The rhizosphere is the hotspot of LMWOS cycles (Kuzyakov and Razavi, 2019). This is supported by the higher concentrations and C fluxes of malate mineralization, compared to the bulk soil in our study (Figs. 1 and 6). This is primarily due to the substrate inputs via root exudation (Jones et al. 1996; Butler et al. 2003), but microbial potentials to mineralize exudates are also elevated (Fig. 4; Fujii et al. 2013). This is evidenced by the higher Vmax values of malate mineralization in the Dipterocarp rhizosphere (Table 4). It has been shown that microbial mineralization potentials (transporter activity) could vary, depending on C sources that microbes have grown on (Jones et al. 1996). Microbial community grown on malate could have the higher activity of malate transporter that takes the malate into the cell, compared to microbial community grown without malate (Jones et al. 1996). In our study, root exudation of malate might increase malate preference and mineralization activity of rhizosphere microbial community (Table 4). This contrasts with the low availability of organic acids in the volcanic soils leading to the low microbial mineralization activities (Fujii et al. 2019). Both higher substrate availability in the rhizosphere and the associated higher mineralization activities of microbes shape the hotspots of organic acids in the Dipterocarp rhizosphere (Fig. 5).

Fig. 6
figure 6

Malate-C pools and fluxes of root exudation and mineralization in the rhizosphere and bulk soil fractions. The data of root exudation rates (Fig. 5), mineralization C flux (Table 5) were used

Compound-specific rhizosphere effects

Tropical trees require rhizosphere processes to acquire P and protect roots in the highly weathered and acidified soils (Fujii et al. 2018). Due to the highest sorption of malate and its shortest MRTs among organic acids (Fig. 3; Table 5), the efficacy of exuded malate on P mobilization and Al3+ detoxification in the rhizosphere could be reduced (Jones et al. 1996). There should occur the mechanisms to maintain the pool size of malate in rhizosphere soil solution (Van Hees et al. 2005). This could be partly accounted for by the higher rates of malate exudation from the Dipterocarp roots (Table 2), but malate-C inputs by root exudation can not account for the whole C fluxes of malate mineralization in the rhizosphere (Figs. 5 and 6).
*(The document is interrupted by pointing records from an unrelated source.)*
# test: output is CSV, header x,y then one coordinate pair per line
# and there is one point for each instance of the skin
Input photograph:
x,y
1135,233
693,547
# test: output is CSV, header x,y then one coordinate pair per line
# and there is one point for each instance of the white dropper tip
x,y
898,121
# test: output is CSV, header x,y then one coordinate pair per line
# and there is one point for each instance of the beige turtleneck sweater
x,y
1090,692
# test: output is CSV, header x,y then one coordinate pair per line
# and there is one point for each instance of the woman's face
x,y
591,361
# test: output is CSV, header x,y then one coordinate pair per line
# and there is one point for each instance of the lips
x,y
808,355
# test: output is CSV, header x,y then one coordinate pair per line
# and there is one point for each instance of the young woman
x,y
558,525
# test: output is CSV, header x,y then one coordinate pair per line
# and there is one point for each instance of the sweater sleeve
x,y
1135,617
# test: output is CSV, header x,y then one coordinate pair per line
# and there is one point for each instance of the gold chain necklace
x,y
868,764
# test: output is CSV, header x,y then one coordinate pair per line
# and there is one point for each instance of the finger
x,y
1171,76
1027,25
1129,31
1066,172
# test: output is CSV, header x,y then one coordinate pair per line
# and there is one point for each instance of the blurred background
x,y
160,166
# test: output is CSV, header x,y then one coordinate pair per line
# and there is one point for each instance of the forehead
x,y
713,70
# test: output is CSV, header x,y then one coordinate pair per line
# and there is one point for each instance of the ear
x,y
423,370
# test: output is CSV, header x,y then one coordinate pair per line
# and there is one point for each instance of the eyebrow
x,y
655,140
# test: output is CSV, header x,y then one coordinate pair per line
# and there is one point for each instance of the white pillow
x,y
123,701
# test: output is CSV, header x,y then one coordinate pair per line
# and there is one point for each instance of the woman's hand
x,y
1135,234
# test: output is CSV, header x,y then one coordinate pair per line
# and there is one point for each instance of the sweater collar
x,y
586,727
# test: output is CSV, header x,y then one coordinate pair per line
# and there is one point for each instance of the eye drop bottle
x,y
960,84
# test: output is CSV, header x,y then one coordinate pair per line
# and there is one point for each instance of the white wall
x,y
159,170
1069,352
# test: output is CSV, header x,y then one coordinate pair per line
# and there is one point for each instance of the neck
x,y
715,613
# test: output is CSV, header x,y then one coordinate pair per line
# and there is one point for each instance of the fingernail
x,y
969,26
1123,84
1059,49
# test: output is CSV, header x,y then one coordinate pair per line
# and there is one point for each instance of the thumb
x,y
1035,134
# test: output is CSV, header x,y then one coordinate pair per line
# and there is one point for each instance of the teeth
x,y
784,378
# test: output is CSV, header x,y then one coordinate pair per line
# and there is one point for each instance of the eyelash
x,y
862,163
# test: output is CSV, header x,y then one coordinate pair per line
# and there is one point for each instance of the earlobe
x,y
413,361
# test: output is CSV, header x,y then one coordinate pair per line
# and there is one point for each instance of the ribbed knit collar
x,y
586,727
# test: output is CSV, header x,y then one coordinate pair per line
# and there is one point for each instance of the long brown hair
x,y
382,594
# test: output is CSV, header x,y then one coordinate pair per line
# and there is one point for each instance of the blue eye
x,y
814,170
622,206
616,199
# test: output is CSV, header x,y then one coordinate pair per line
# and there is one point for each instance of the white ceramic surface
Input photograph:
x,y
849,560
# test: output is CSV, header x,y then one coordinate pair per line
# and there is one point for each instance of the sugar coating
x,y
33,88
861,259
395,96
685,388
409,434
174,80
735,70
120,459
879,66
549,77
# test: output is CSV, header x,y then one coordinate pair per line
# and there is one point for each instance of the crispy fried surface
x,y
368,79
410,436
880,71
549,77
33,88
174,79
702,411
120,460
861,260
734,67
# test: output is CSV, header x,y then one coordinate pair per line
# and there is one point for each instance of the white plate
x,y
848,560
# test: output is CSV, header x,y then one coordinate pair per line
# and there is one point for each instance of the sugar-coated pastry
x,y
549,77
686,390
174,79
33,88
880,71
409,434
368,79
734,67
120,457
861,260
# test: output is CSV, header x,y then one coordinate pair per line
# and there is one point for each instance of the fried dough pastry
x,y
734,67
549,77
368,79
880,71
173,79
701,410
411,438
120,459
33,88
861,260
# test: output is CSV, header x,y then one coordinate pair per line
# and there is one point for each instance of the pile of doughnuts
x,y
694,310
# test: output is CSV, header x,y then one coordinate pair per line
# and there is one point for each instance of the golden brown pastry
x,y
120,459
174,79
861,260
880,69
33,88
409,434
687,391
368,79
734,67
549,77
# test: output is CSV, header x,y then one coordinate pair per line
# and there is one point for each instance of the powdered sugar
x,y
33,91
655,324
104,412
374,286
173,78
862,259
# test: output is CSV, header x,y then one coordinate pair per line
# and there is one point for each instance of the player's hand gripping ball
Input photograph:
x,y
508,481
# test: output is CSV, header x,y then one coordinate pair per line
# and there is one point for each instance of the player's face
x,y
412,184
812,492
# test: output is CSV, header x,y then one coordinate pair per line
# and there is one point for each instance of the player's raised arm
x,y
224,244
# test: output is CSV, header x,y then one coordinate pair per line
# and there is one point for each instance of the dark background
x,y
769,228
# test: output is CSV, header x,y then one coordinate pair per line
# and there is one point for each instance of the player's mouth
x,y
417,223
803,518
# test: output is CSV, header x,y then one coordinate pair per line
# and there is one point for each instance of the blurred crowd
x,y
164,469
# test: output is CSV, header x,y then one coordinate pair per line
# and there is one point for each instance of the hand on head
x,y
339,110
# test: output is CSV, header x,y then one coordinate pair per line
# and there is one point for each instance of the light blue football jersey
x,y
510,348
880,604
This indicates that malate could be supplied by the other sources as well as root exudation. Malate could be produced as microbial metabolites in organic matter degradation pathways such as tricarboxylic acid cycle (Van Hees et al. 2005). Degradation of the native organic matters or root litters is also the malate source, because positive priming effects can be induced by root exudates in the rhizosphere, where the exuded organic acids could destabilize organic-mineral associations or aggregates (Keiluweit et al. 2015; Ding et al. 2021). Malate as well as oxalate can also be released by fungi in lignin oxidation by manganese peroxidase, where malate chelates Mn3+ and complex of Mn3+-malate works as diffusible oxidant (Hatakka, 2001). The exuded glucose or citrate might be transformed into malate and released by fungi to decompose lignin or recalcitrant organic matter (Plassard and Fransson, 2009). Organic acid exudation from roots increases at lower pH for P solubilization and Al3+ detoxification (Fig. 2b) and for degradation of lignin-rich dipterocarp litters (Fujii et al. 2020b). These rhizosphere microbial activities, as well as root exudation, could increase malate turnover and affect C fluxes at soil profile and ecosystem scales.

Conclusions

Root exudation rates differ between tree species. Malate was a dominant organic acid exuded from Dipterocarp roots, while monosaccharides were dominant exudates of Macaranga trees. Organic acid exudation increased with increasing root surface area and with decreasing soil pH. Root exudation of malate increases malate mineralization activities by rhizosphere microbes, but malate budgets suggest that malate rhizosphere microbes are another malate producer. Tree species affects both root exudation composition and rhizosphere microbes that increase malate production at lower soil pH, likely for phosphorus solubilization, aluminum detoxification, and lignin degradation.